Namun untuk di Indonesia, kata Josua, perhitungan untuk menentukan resesi dinilai lebih tepat menggunakan pertumbuhan ekonomi secara tahunan, bukan kuartalan.
ADVERTISEMENT
"Untuk data PDB yang sudah dilakukan penyesuaian musiman, maka pada umumnya, resesi teknis didefinisikan sebagai pertumbuhan kuartalan mengalami pertumbuhan yang negatif dua kuartal berturut-turut," kata Josua dalam keterangannya.
Menurut Josua, mengingat data PDB Indonesia masih belum menghilangkan faktor musiman, maka resesi teknis didefinisikan sebagai pertumbuhan tahunan yang mengalami pertumbuhan negatif pada dua kuartal berturut-turut. Sehingga, dia menilai Indonesia belum resesi teknis.

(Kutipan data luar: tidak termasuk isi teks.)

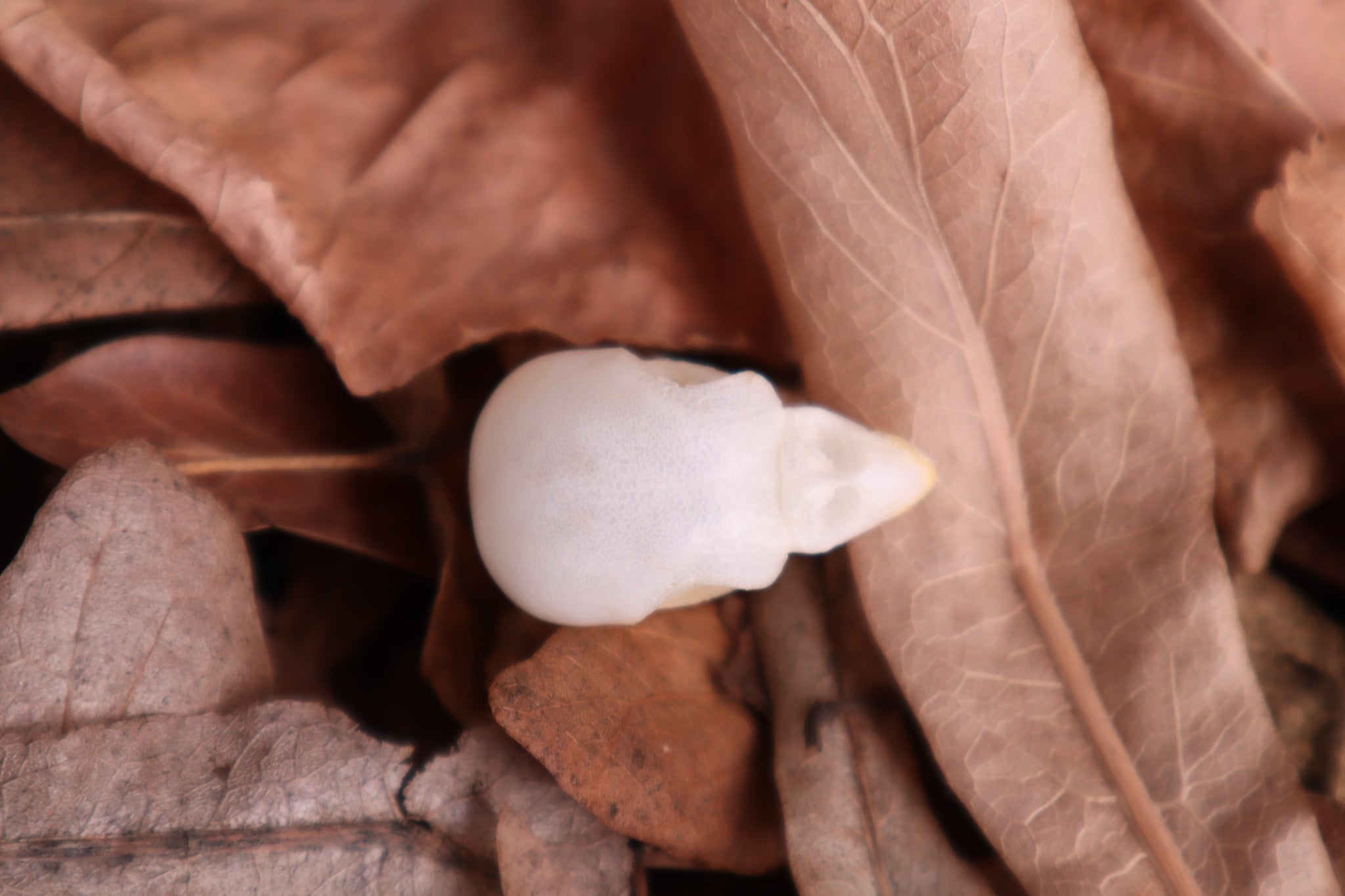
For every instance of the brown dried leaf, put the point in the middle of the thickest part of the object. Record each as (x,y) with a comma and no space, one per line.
(1292,46)
(332,602)
(1201,127)
(494,801)
(576,139)
(282,798)
(634,726)
(131,597)
(1331,820)
(1298,653)
(206,400)
(85,236)
(1304,218)
(937,186)
(854,807)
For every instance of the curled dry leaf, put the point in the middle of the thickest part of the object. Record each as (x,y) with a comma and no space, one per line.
(937,187)
(577,139)
(85,236)
(854,806)
(1298,653)
(634,725)
(280,798)
(493,800)
(1201,127)
(1304,218)
(204,400)
(1293,49)
(131,597)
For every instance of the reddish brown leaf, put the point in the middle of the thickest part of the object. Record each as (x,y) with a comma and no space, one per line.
(131,597)
(332,602)
(1298,653)
(937,186)
(1331,819)
(459,169)
(85,236)
(854,807)
(1201,125)
(632,725)
(1304,218)
(493,800)
(282,798)
(206,400)
(1292,46)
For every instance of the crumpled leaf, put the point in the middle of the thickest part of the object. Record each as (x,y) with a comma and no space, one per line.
(217,400)
(495,801)
(576,139)
(634,726)
(1292,47)
(1298,653)
(280,798)
(85,236)
(1201,127)
(854,809)
(937,186)
(131,597)
(1304,218)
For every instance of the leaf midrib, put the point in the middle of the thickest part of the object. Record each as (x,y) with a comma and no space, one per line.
(1026,562)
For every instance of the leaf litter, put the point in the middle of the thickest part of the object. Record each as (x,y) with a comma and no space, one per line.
(1095,280)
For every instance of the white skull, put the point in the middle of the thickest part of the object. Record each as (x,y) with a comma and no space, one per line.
(604,486)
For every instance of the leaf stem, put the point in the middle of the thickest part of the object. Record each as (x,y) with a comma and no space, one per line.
(294,464)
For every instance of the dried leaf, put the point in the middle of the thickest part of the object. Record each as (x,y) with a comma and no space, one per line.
(282,798)
(577,139)
(1300,660)
(937,187)
(1331,819)
(328,603)
(634,726)
(1304,218)
(85,236)
(1201,127)
(131,597)
(495,801)
(215,400)
(1292,47)
(854,807)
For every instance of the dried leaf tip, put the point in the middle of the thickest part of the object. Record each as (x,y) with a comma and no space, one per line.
(606,486)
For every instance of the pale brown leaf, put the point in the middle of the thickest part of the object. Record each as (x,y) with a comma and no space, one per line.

"Jadi Indonesia belum technical recession. Kalau di AS, dan negara maju lainnya, qtq growth-nya sudah cyclically adjusted (penyesuaian musiman). Tapi karena perilaku konsumsi, investasi, dan perekonomian Indonesia dipengaruhi oleh faktor musiman seperti panen raya, Idul Fitri, natal, tahun ajaran baru sekolah, jadi akan tepat dan objektif kalau kita menggunakan pertumbuhan yoy (tahunan)," tuturnya.
ADVERTISEMENT
Indonesia pernah mengalami resesi di 1998. Secara tahunan, pertumbuhan ekonomi Indonesia terkontraksi selama empat kuartal berturut-turut. Bahkan berlanjut hingga kuartal I 1999.
Berdasarkan data BPS, pada kuartal I 1998 ekonomi Indonesia minus 4,49 persen (yoy). Selanjutnya di kuartal II 1998 minus 13,34 persen (yoy), kuartal III minus 16 persen (yoy), kuartal IV minus 18,26 persen (yoy). Di kuartal I 1999, ekonomi Indonesia pun kembali minus 6,13 persen (yoy).
Resesi ekonomi pada 1998 itu terjadi akibat krisis nilai tukar yang terjadi di Thailand pada 1997 dan merembet ke negara Asia Tenggara lainnya, termasuk Indonesia. Padahal sebelumnya pertumbuhan ekonomi Indonesia tumbuh positif. Bahkan di kuartal II 1994, ekonomi domestik sempat tumbuh 10,72 persen (yoy) dan di kuartal IV 1996 tumbuh 10,28 persen (yoy).